Faysal Rashidi, a Mutawef noted, "the name to be given to those guides differs. In Mecca they are called Mutawefeen (plural for Mutawef) while the people in Medina call them Adilla” (Arabic for guides in a literal sense). During the mid 1960”s, many of the young men in Mecca practiced al-Tawafah despite their youth. Among those was Hussein Al Khayatt, who is now an old man. He became a Mutawef at the young age of nine as he used to recite prayers for people to repeat after him while they carried him on their shoulders. Hussein Al Khayatt with reference to this period said, "What distinguished this profession was that I learnt many words of different languages according to the nationality of the pilgrims to whom I was offering guidance."
According to Ahmad Al Sebae”i in his book "History of Mecca," the history of Tawafah as an official profession (before that it was voluntarily) dates back to the Ottoman era. The idea began when it emerged that there was a problem in communication with the pilgrims who did not speak Arabic, or struggled with the language, especially the Turks. Ibrahim Bin Zahirah was the first officially proclaimed Mutawef. Before that, he had been one of the judges of the Ottoman state in Mecca.
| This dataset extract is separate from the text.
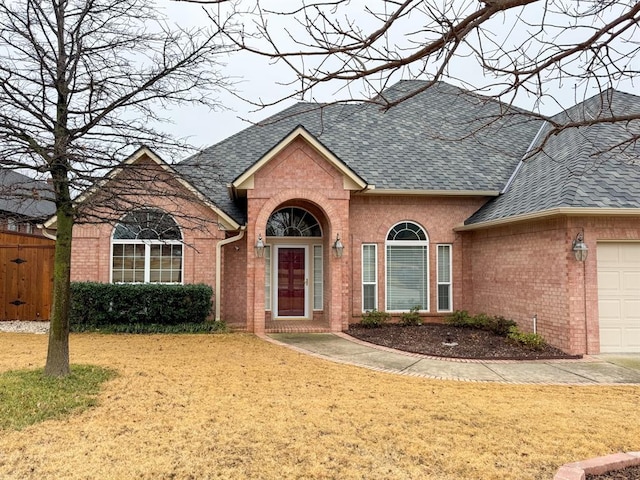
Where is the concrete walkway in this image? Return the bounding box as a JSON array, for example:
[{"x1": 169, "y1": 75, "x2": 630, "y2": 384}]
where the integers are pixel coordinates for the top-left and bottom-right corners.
[{"x1": 266, "y1": 333, "x2": 640, "y2": 385}]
Thus, Tawafah first stemmed from the judiciary and was restricted to the noble families however it was quickly adopted by all social classes. According to Mohamed Al Kurdi in his book "The Virtuous History of Mecca" which studied the reports that were written in the reign of Al-Ashraf (the descendants of the Prophet), the prices of the Tuwafah guidance ranged according to the pilgrims” nationality. Prices varied from a few Indian Rupees, to an Ottoman Pound, or a Majidi Riyal depending on where the pilgrim came from.
The ”Mataf” (the radius around the Ka”bah that is circled by pilgrims) or as the people of Mecca call it the ”Sahan”, was considered the border of the mosque as there were no gates. Before expansions of the mosque took place, a narrow road between each two houses formed a direct path to the mosque. This was before the first expansion that took place during the reign of Caliph ”Omar Ibn Al Khattab in which lanterns were placed on top of the houses. More changes took place under the reign of Abdel Malik Ibn Marwan.
During the caliphate times, people would gather in the Mataf, the ground of which was covered by stones and sand. Due to the heat, ”Omar Ibn Al Khattab paved it with soft pebbles. At a later stage, ”Abdullah Ibn Al Zubair was the first to decorate the Mataf with ceramics in 64A.H. The kings and caliphs ever since have rushed to improve the ground of the Mataf with various materials. In 980 A.H, it was decorated with mountainous stones, and in 1003 A.H with Marmar stone. By 1006 A.H, it was redecorated with white marble during the reign of the Ottoman Sultan Mohamed Khan.